A new technique determines the age of artworks from lead white paint samples taken from the edges of a canvas, giving experts a less invasive way to uncover forgeries (Anal. Chem. 2020, DOI: 10.1021/acs.analchem.0c00530).
Lead white, used in Europe since at least the Roman period, is one of the oldest and one of the most common pigments used by artists. When the lead in the paint oxidizes, it forms a carbonate, which captures a snapshot of the radioactive carbon-14 concentration in the atmosphere at the time the artwork was created. This should make lead carbonate an ideal candidate for radiocarbon dating techniques. However, the purest samples of white pigment are usually found in the main image, and extracting such a crucial part of an artwork can cause unacceptable damage. Samples taken from the edges of a canvas, though, often contain other carbonates found in different colored pigments or in paint fillers such as chalk, which can muddle the results.

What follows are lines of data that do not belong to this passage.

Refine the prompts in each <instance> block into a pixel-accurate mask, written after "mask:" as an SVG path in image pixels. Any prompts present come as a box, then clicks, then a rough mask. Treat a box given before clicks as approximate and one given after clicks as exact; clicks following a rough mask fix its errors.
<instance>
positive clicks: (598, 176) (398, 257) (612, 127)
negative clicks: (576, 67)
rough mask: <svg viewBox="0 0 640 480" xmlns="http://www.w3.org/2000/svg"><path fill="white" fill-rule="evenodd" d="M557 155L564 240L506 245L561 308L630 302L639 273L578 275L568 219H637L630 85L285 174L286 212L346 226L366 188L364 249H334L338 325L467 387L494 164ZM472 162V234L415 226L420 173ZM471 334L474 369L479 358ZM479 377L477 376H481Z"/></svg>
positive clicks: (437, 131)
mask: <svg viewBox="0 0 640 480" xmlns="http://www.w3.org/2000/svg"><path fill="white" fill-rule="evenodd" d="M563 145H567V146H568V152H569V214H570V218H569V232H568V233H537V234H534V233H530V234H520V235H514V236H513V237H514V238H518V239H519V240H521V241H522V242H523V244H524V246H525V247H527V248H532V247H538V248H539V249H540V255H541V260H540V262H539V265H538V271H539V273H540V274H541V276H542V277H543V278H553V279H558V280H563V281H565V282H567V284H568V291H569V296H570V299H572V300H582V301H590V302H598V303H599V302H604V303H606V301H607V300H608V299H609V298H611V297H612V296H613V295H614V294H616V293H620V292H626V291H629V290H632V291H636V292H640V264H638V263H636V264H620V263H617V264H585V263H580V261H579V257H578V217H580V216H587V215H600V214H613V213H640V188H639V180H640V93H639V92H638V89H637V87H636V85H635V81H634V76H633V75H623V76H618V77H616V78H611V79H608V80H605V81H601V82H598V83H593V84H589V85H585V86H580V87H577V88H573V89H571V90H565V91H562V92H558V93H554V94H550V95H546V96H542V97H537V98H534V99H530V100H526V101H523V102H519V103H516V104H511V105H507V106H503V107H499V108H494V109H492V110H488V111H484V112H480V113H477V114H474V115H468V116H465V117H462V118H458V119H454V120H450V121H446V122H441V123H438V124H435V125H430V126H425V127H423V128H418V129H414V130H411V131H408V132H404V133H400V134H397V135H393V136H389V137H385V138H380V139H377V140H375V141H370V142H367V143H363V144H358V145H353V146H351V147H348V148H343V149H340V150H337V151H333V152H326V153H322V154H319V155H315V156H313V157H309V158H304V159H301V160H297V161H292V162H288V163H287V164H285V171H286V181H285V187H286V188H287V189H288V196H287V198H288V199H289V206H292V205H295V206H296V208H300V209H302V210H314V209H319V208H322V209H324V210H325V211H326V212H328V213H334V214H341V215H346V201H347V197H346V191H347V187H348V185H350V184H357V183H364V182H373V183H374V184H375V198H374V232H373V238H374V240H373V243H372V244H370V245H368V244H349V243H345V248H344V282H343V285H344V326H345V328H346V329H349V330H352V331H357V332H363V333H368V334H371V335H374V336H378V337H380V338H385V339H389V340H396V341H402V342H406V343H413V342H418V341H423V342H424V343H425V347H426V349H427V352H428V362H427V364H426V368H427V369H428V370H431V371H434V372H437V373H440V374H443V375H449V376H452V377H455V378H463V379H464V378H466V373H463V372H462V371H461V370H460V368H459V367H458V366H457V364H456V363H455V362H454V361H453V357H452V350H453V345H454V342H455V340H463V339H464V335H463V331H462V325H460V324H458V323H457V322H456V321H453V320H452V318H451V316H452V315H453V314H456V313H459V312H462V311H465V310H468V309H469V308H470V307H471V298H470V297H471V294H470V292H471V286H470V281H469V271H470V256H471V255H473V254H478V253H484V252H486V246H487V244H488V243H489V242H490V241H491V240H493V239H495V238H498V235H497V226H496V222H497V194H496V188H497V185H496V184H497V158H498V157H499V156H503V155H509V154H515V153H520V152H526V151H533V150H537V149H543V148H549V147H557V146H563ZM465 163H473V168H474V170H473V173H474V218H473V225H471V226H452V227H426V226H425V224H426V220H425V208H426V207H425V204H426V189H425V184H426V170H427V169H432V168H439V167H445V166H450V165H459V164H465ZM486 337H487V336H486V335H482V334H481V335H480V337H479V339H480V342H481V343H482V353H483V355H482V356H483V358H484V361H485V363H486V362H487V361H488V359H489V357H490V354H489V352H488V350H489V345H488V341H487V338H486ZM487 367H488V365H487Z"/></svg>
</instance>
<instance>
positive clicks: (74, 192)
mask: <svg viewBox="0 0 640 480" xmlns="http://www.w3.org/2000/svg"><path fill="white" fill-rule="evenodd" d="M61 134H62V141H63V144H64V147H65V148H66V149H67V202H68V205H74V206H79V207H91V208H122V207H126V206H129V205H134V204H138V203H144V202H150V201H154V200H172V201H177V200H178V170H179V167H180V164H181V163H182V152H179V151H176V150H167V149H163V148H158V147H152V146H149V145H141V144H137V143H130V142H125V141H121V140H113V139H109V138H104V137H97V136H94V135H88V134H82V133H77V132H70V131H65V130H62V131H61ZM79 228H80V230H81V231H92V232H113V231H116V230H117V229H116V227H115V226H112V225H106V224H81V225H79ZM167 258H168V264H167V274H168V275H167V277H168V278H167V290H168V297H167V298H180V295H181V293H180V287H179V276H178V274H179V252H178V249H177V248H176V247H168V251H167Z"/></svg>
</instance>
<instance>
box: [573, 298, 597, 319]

“Taking from the side of the painting means you’re less likely to get a pure sample, which is why our technique is important,” says study coauthor Laura Hendriks, formerly a graduate student at the Swiss Federal Institute of Technology, Zurich. “The aim of the paper is to show that things can be less invasive.”
To get around the multiple carbonate problem, Hendriks decided to incinerate her samples and collect the resulting carbon dioxide for radiocarbon dating. Because lead carbonate degrades at 300 °C—a lower temperature than other carbonates—Hendriks figured that collecting CO2 at the correct temperature would isolate the carbon-14 needed to date the artwork accurately.
She tested the method on paint samples from the edges of paintings thought to be from the 1700s and on freshly prepared samples with known concentrations of carbonates, but the results didn’t agree. “Something wasn’t right,” she says.
It turned out that the paint in the fresh samples had more fatty acids from the oil in the paint, which dissipate as they age and react with other substances. These fatty acids interact with the carbonates during heating, distorting the data. Hendriks found that the solution was to remove the fatty acids via solvent extraction before burning. By doing that, she was able to validate the method for both the old and new samples.
Including the solvent extraction step is important even with samples from old paintings because a painting may have undergone undocumented conservation treatment. Materials added during a restoration could have different carbon-14 contents, Hendriks says. “Systematically using solvents removes any restoration material.”
“This is a very impressive result,” says Jaap Boon, an emeritus professor of analytical mass spectrometry at the University of Amsterdam whose research focused on the molecular material science of paintings.
Converting the level of carbon-14 measured into an actual year requires consulting a calibration chart of known historical atmospheric concentrations. For paintings made since the 1950s, it’s possible to be accurate within a year or two. For older paintings, it may only be possible to estimate age to within a few decades because CO2 levels did not change as quickly then and so are less distinct. Because of that, “this [method] will be more useful for detecting forgeries than giving precise dates for paintings with an unknown age,” Boon says.